Amanece. Te levantas y miras a través de la ventana de tu habitación: ese tonto y falso azul del cielo otra vez… falso sí, porque en realidad su color depende de la dispersión de la luz procedente del sol que, al llegar a la atmósfera, se topa con partículas y moléculas en suspensión. Las frecuencias de la luz, compuestas de vivos colores, un arcoíris que oscila desde el violeta al rojo pasando por el amarillo o el verde, son percibidas por tus ojos en diferente medida, siendo el violeta el color que más se dispersa. Tus ojos, dos luceros húmedos que ahora pasan del verde a un marrón casi amarillento, son más sensibles a un azul matutino que poco a poco se cubre con una nube con la forma de una cabeza de caballo.
El tiempo transcurre, fluye, escapa.
Anochece.

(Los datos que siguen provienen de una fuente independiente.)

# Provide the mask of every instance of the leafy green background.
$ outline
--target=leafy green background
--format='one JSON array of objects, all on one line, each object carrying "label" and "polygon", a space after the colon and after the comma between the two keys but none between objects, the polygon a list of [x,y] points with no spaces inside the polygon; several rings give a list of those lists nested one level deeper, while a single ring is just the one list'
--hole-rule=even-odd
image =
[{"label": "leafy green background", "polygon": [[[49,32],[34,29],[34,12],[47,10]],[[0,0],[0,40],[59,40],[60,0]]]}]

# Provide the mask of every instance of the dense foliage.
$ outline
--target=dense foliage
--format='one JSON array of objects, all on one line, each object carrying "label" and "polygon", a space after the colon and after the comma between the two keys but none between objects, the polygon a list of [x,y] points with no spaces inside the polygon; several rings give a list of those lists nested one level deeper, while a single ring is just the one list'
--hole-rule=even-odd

Antes de dormirte siempre te das un paseo por el descampado, el único lugar a salvo de las farolas del barrio. Y levantas la cabeza y miras las estrellas, pequeños puntos brillantes a varios millones de años luz, una medida de longitud y no de tiempo, que te permite conocer la distancia que la luz tímida y palpitante recorre en 365 días. Nadie te engaña, tus ojos -abiertos de par en par- perciben esos brillos y en cambio, su lugar de origen, vetustas estrellas cuya existencia llega por primera vez a la tierra, hace tiempo que es pasado inerte, una simple explosión en tu retina.

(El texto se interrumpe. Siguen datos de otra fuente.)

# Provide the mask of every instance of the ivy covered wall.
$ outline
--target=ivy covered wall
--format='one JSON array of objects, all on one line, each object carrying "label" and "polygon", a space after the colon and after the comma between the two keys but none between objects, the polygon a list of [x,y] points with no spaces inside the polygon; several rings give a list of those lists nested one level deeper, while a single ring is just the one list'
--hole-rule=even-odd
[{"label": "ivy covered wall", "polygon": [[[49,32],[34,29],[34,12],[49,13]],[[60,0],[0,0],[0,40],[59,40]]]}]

El tiempo transcurre, fluye, escapa.
Te acuestas en tu cama y le miras. Está a tu lado, con los ojos cerrados, respirando levemente, dueño de esa expresión de niño pequeño que no tiene más hambre, soñando de la misma forma en que lo hacía la primera vez que se quedó a dormir contigo hace 8 años. Apagas la luz de la mesilla y mantienes los ojos abiertos hasta ser capaz de apreciar cada detalle de su cara, la cicatriz de su hombro, el pelo rubio de sus brazos, ese olor…
Tanto tiempo juntos y no le reconoces.